TechFlow rapporte que, le 6 mars, selon un article de Cointelegraph, la société de calcul quantique PsiQuantum a entamé la construction de son installation informatique dotée d’un million de qubits, une échelle que des scientifiques jugent suffisante pour casser la cryptographie du bitcoin. Peter Shadbolt, cofondateur de PsiQuantum, a partagé sur les réseaux sociaux des photos du chantier situé à Chicago, indiquant qu’au cours des six derniers jours, 500 tonnes d’acier avaient déjà été installées.
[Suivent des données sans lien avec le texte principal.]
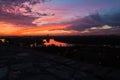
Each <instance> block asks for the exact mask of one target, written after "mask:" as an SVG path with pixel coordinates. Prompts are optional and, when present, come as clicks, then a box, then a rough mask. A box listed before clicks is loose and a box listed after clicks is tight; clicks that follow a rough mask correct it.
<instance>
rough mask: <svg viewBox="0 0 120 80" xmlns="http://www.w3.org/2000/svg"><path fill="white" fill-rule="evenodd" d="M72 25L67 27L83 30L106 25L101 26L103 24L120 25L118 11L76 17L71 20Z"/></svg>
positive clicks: (113, 26)
mask: <svg viewBox="0 0 120 80" xmlns="http://www.w3.org/2000/svg"><path fill="white" fill-rule="evenodd" d="M71 24H72V26H69V27H68V29H72V30H77V31H84V30H86V29H89V28H91V29H99V30H100V29H101V30H102V29H103V28H104V29H105V28H108V27H102V26H104V25H109V26H113V27H116V26H120V12H112V13H106V14H99V13H96V14H91V15H89V16H86V17H84V18H80V19H77V20H75V21H73V22H71Z"/></svg>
En septembre dernier, l’entreprise avait annoncé avoir levé 1 milliard de dollars afin de construire cette infrastructure en partenariat avec le fabricant de puces Nvidia, dans le but de rendre le calcul quantique viable commercialement et de soutenir les « superordinateurs d’intelligence artificielle de nouvelle génération ».
Bien que certains membres de la communauté bitcoin s’inquiètent des risques potentiels que le calcul quantique ferait peser sur la cybersécurité, Terry Rudolph, cofondateur de PsiQuantum, avait déclaré en juillet que l’entreprise n’avait aucune intention d’utiliser le calcul quantique pour attaquer le bitcoin. Une étude de la société de gestion d’actifs cryptographiques CoinShares montre que, même si des ordinateurs quantiques parvenaient à casser la cryptographie du bitcoin, le risque concret resterait limité à environ 10 230 bitcoins (soit environ 728,2 millions de dollars au cours actuel).